Burry Tunkara, from the Gambian Organization of Small-scale Farmers, Fishermen and Foresters and one of the main youth leaders of La Via Campesina, echoes the same sentiment in this testimony:
“The WTO only defends the rich and their commercial interests. It is a tool of neo-colonialism. It only serves the interests of multinationals to find new markets and cheaper labour. It’s time to stop that!”
The socio-economic agenda of the poorest and low-income countries is not a priority for the WTO. The proof: its inability to provide a safeguard mechanism against the “dumping” of rich countries and its approach to fisheries subsidies to the detriment of small-scale fisherfolk. There is no point in trying to reform an institution built to favour the business interests of a handful of multinational corporations.
Perla Álvarez from Paraguay, and member of the Latin American Coordination of La Via Campesina (CLOC) stated that a systemic change is urgent and necessary:
“The global food crisis is our moment of reckoning. There is no place for a ‘business as usual’ approach here. We are presenting short-term and long-term proposals that can radically shift the way in which trade affects farming communities around the world.”
Today, June 15, from Geneva, while the WTO Ministerial Conference has once again betrayed the expectations of the populations that have been most affected by the food crisis, we, La Via Campesina, share our proposals;
La Via Campesina calls on all national governments to rebuild public stocks and to support the creation of food reserves at the community level with local products from agroecological practices.
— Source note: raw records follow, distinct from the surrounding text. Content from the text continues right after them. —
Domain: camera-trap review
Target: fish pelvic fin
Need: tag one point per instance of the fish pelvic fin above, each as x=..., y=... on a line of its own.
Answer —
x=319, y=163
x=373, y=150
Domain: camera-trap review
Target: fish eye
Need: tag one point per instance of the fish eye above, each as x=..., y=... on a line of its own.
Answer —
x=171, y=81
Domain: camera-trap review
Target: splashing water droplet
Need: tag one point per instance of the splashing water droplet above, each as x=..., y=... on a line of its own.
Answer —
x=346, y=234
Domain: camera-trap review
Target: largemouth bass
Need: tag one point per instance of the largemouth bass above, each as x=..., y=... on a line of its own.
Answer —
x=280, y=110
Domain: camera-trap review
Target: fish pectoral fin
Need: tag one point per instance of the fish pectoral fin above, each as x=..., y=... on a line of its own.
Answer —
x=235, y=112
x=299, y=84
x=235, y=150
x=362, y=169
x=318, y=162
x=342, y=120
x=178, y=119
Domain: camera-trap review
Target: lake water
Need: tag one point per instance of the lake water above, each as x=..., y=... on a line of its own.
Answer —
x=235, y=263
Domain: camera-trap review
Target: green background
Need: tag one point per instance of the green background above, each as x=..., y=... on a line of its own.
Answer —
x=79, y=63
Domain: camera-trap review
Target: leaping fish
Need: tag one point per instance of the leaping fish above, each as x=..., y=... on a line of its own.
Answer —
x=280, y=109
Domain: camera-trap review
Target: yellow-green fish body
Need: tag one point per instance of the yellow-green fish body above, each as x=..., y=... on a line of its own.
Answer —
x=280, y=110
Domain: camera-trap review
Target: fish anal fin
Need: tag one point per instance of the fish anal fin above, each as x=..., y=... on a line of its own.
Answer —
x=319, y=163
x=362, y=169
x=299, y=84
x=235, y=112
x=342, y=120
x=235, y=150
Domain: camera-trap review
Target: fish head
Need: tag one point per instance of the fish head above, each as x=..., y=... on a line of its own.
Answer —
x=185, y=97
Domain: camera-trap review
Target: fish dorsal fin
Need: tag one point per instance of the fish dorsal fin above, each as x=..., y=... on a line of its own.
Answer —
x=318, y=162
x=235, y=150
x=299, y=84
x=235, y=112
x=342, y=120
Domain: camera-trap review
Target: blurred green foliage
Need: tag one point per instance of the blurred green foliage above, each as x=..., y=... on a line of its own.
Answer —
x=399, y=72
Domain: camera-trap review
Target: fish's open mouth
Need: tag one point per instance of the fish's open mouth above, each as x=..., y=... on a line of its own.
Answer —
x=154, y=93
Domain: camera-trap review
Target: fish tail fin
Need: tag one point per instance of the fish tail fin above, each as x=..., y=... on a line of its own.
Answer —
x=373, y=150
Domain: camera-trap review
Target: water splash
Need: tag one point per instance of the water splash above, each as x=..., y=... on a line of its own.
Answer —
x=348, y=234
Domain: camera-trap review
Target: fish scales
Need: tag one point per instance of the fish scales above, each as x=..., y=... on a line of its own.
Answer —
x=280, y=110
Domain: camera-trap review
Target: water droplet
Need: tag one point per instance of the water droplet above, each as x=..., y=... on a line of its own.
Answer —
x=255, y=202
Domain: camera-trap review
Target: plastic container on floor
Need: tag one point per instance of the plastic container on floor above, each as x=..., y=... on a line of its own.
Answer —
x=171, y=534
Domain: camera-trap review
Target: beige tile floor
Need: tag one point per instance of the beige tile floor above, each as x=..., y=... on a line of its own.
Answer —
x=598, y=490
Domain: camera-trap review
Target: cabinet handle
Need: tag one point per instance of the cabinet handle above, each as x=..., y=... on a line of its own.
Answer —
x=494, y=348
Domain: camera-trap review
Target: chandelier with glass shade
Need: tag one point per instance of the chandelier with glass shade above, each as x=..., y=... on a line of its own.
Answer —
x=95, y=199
LVC also called on all governments to put in place the anti-dumping legislation necessary to prevent exporters from destroying local markets.
Yudhvir Singh of the Bhartiya Kisan Union, one of the unions that spearheaded the historic mobilization of Indian peasants in 2021, shared his country’s experience with public food stocks:
“Peasants need strong public policies, such as minimum prices and public stock, to continue to make a decent living by producing food. The WTO’s attacks against our model of market regulation are extremely dangerous. The G33 must continue to resist and build based on the aspirations and hopes of small-scale producers.”
La Via Campesina has called for an immediate suspension of all existing WTO rules that prevent countries from developing public food stocks and regulating market and prices. Governments should have the right to use self-selected internal criteria to protect and promote their food sovereignty. Each country should be able to develop its own agricultural and food policy and protect the interests of its peasants, without harming other countries. The use of agricultural products for agro-fuels should be prohibited. La Via Campesina has also called for a halt in speculation.
“Agrarian Reform is necessary to build food sovereignty,” added Zainal Arifin Fuat of Serikat Petani Indonesia and member of LVC’s International Coordination Committee. “Governments must put an end to grabbing water, seeds and land by transnational corporations and ensure small-scale producers fair rights over common resources.”
We, La Via Campesina, insist that within the framework of the pandemic and the global supply crisis, governments should prioritize local markets.
Morgan Ody, peasant in Brittany, France, and general coordinator of La Via Campesina, stated on behalf of the global peasant movement:
“The World Trade Organization is a failed project. Our global peasant movement calls on all States, especially those in the South, to leave the WTO immediately. We must create a new international framework for agriculture and trade based on food sovereignty. Only then can we defend the interests of small-scale food producers.”